Volksbank verlagert Verwaltung nach Ravensburg

Weingartener Genossenschaftsbank mietet sich im Neubau der Raiffeisenbank ein - Fusion rückt näher

Weingarten - Die Volksbank Weingarten wird ihre Verwaltung nach Ravensburg verlagern. Die Genossenschaftsbank hat im Neubau der Raiffeisenbank Ravensburg drei Stockwerke angemietet. Der Neubau wird zum Jahresende 2015 fertig, der Umzug soll im Frühjahr 2016 über die Bühne gehen.

Das bisherige Verwaltungsgebäude der Volksbank Weingarten in der Schützenstraße soll dann verkauft werden. Der Sitz der Volksbank bleibt in Weingarten. Hintergrund des Umzugs nach Ravensburg sind auch Überlegungen, beide Häuser in fernerer Zukunft zusammenzulegen. Die Stadt Weingarten wurde von den Umzugsplänen der Bank überrascht - und zwar nicht positiv.

Die Vorstände beider Banken haben vor wenigen Tagen den Mietvertrag unterschrieben, der der Volksbank Weingarten Platz für rund 30 Mitarbeiter unter dem Dach des neuen Gebäudes der Raiffeisenbank Ravensburg an der Meersburger Straße zusichert. Durch den Umzug wollen beide Häuser im Verwaltungsbereich enger zusammenarbeiten. "Synergien heben", nannte es Volksbank-Vorstandsmitglied Wilfried Deyle am Freitag bei der Verkündung des Vorhabens. Vorstand und Aufsichtsrat beider Banken sehen vor allem in "administrativen und aufsichtsrechtlichen Bereichen" Möglichkeiten für "sinnvolle Synergien", heißt es in der Mitteilung.

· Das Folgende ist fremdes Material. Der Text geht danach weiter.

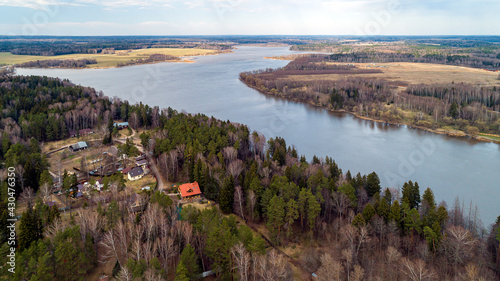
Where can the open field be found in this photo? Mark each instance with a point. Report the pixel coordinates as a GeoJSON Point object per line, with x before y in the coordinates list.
{"type": "Point", "coordinates": [108, 60]}
{"type": "Point", "coordinates": [416, 73]}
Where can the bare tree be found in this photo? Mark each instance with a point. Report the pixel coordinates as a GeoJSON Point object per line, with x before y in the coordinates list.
{"type": "Point", "coordinates": [27, 195]}
{"type": "Point", "coordinates": [330, 269]}
{"type": "Point", "coordinates": [272, 267]}
{"type": "Point", "coordinates": [458, 245]}
{"type": "Point", "coordinates": [230, 153]}
{"type": "Point", "coordinates": [115, 243]}
{"type": "Point", "coordinates": [252, 201]}
{"type": "Point", "coordinates": [358, 273]}
{"type": "Point", "coordinates": [242, 261]}
{"type": "Point", "coordinates": [416, 271]}
{"type": "Point", "coordinates": [124, 274]}
{"type": "Point", "coordinates": [46, 190]}
{"type": "Point", "coordinates": [150, 220]}
{"type": "Point", "coordinates": [235, 168]}
{"type": "Point", "coordinates": [90, 223]}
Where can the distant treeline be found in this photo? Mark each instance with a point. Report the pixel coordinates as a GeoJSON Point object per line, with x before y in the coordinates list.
{"type": "Point", "coordinates": [461, 106]}
{"type": "Point", "coordinates": [80, 63]}
{"type": "Point", "coordinates": [151, 59]}
{"type": "Point", "coordinates": [484, 61]}
{"type": "Point", "coordinates": [95, 45]}
{"type": "Point", "coordinates": [313, 65]}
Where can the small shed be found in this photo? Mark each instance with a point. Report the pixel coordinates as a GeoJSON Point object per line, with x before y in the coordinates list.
{"type": "Point", "coordinates": [121, 125]}
{"type": "Point", "coordinates": [190, 190]}
{"type": "Point", "coordinates": [81, 145]}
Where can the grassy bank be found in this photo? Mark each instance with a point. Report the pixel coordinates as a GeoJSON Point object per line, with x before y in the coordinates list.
{"type": "Point", "coordinates": [108, 60]}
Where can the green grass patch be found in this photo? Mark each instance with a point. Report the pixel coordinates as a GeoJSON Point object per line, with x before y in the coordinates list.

Es gehe auch um die Sicherung von Arbeitsplätzen.

Verwaltungsgebäude Ravensburg

"Es ist aber auch ein erster Schritt, um sich besser kennenzulernen", sagte Volksbank-Vorstandsmitglied Wolfgang Stolhofer. Dabei machen die Vorstände beider Banken kein Geheimnis daraus, dass sie eine Fusion beider Institute in der Zukunft für sinnvoll, in mancherlei Hinsicht gar für notwendig halten. "Bevor man heiratet, zieht man zusammen", sagte Arnold Miller, Vorstands- sprecher der Raiffeisenbank Ravensburg. "Wir sind uns sicher, dass ein Zusammenschluss über kurz oder lang Sinn macht", sagte auch Wolfgang Stolhofer. Die Häuser hätten auch im Sinne ihrer Kunden und Mitglieder die Pflicht, sich den Heraus-forderungen der Zukunft zu stellen. "Wenn sich die Zinslandschaft bis 2020 nicht ändert, kommen wir in eine gewisse Drucksituation", erklärte Wilfried Deyle. Die Vorstände von Volks- und Raiffeisenbank erwarten künftig höhere "Belastungen der Ertragssituationen aller genossenschaftlichen Banken". Es sei daher klar, dass es in der Region weitere Zusammen- schlüsse von Genossenschaftsbanken geben werde.

Für den Moment allerdings sei das Verhältnis zwischen Volksbank Weingarten und Raiffeisenbank Ravensburg ein klassisches: zwischen Mieter und Vermieter. Der Vertrag läuft über zehn Jahre, die Entscheidung zum Umzug soll nicht mit einem Fusionsbeschluss gleichgesetzt werden, erklären die Vorstände. "Wenn es ganz schlecht läuft, geht es schief", sagte Wolfgang Stolhofer. "Aber eine Fusion ist wahrscheinlich." Zeitlich setzen sich die Banken dabei selbst nicht unter Druck. Es solle genügend Freiraum geben, "praktische Erfahrungen einer vertrauensvollen Zusammenarbeit zu sammeln" - dies sei Voraussetzung für weitere Schritte.

Stadt wird kalt erwischt

Die Weingartener Verwaltung war für eine längere Stellungnahme am Freitag nicht zu erreichen. Aus dem Rathaus hieß es lediglich, die Stadt habe von den Plänen keine Kenntnis gehabt und werde in der nächsten Woche den Kontakt zur Volksbank suchen, um über die Hintergründe ins Gespräch zu kommen. Fakt ist, dass der Stadt mit dem Wegzug der Betriebsabteilung der Volksbank ein neuer Leerstand entsteht. Nach den Worten des Vorstands der Volksbank betrifft der Umzug rund die Hälfte der in Weingarten beschäftigten Mitarbeiter. "Wir werden uns in der kommenden Woche beraten und das dann bewerten", sagte Weingartens Pressesprecherin Jasmin Bisanz. Allerdings gab sie zu: "Das ist keine schöne Nachricht zum Wochenende."